Across the Transom: August 2022

Conversations and readings

Gahlord Dewald :: 8/31/22 :: 32M Center for Creative Work

8/31/2022

I try not to pat myself on the back too hard for quitting Instagram. I certainly miss it from time to time. But it just wasn't healthy for me and felt like I was giving time/life/energy to an exploitive system.

With a generous greasing of cash, the operation transformed hundreds of clients into musical artists in an attempt to trick Meta, the owner of Instagram and Facebook, into verifying their accounts and hopefully paving the way to lucrative endorsements and a coveted social status.

Craig Silverman and Bianca Fortis in "Real Money, Fake Musicians: Inside a Million-Dollar Instagram Verification Scheme"

8/21/2022

Some things I saw this week at 32M Center for Creative Work

8/17/2022

Speaking like a checkbook
I had some time with this month amongst a group of people for whom I care deeply but they don't entirely "get" me or what I do or how I make a go of it. It's always a challenging thing this: talking with people I love but who don't have anything to grasp in how I can continue to make art or the (sometimes rough) choices I have to make to continue making art.
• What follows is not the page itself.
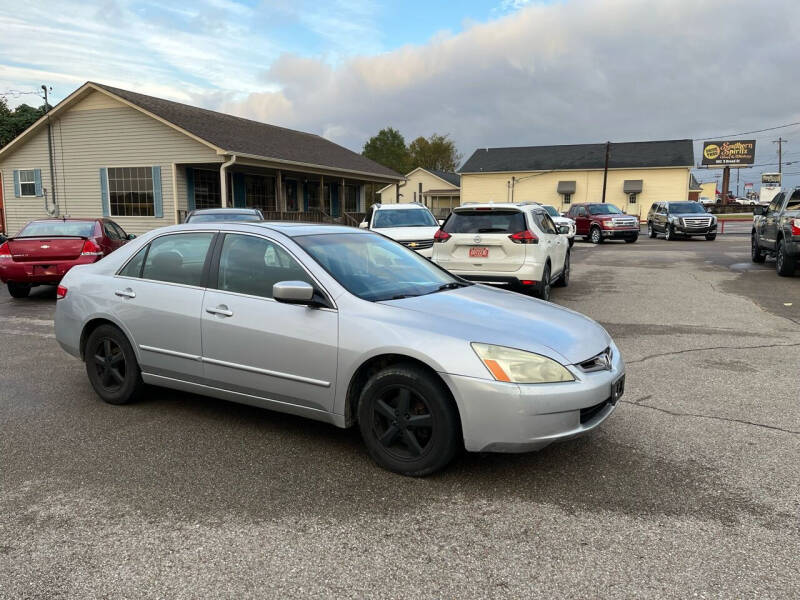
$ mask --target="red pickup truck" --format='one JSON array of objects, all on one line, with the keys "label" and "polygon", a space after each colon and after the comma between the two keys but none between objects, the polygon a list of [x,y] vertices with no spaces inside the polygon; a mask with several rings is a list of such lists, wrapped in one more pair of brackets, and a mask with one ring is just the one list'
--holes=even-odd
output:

I'm not talking about the actively hostile, the people who hate art or artists or that anyone is allowed to make art. I'm talking about the well-meaning, the embrace of the concerned-for-one's-livelihood, the sharpened fish hooks of social obligation, or standing, or place in life.

A week or two of conversations that so frequently end up being an only slightly elaborated checkbook register. How much does it cost? Equating the economic value of anything/everything with the reason such things exist in a world of humans. None of these conversations were cold or calculating. It wasn't a convention of bankers. The participants ranged in age from late teens to late 70s.

Trying to engage in conversation without establishing the dollar value of the subject of the conversation was nearly impossible. For me, as someone who typically tries to favor life experience over bank account, the whole thing becomes stifling.

It's not like artists or musicians avoid talking money. We do it all the time. But standpoint is one of "there are these realities to producing work, we all understand how ridiculous it is, here's how I'm trying to manage this ridiculousness" as opposed to "this activity is a waste of time because it costs more than it will ever return." As if the use of time is somehow more valuable if there's a dollar attached to it than if there's a unique pattern of sound, or a memory, or the color of light at just the right angle caressing speckles off a cottonwood in a fading summer evening.

At the end of these few weeks I sat atop a building in Minneapolis with my love and a dear old friend and new friend. We were able to talk about the meaning of things as they are and as we relate to them and experience them as the sky cleared out open and golden empty.

The reminders of choices made along the way.

8/14/2022

And on some level you have to be a private person to create.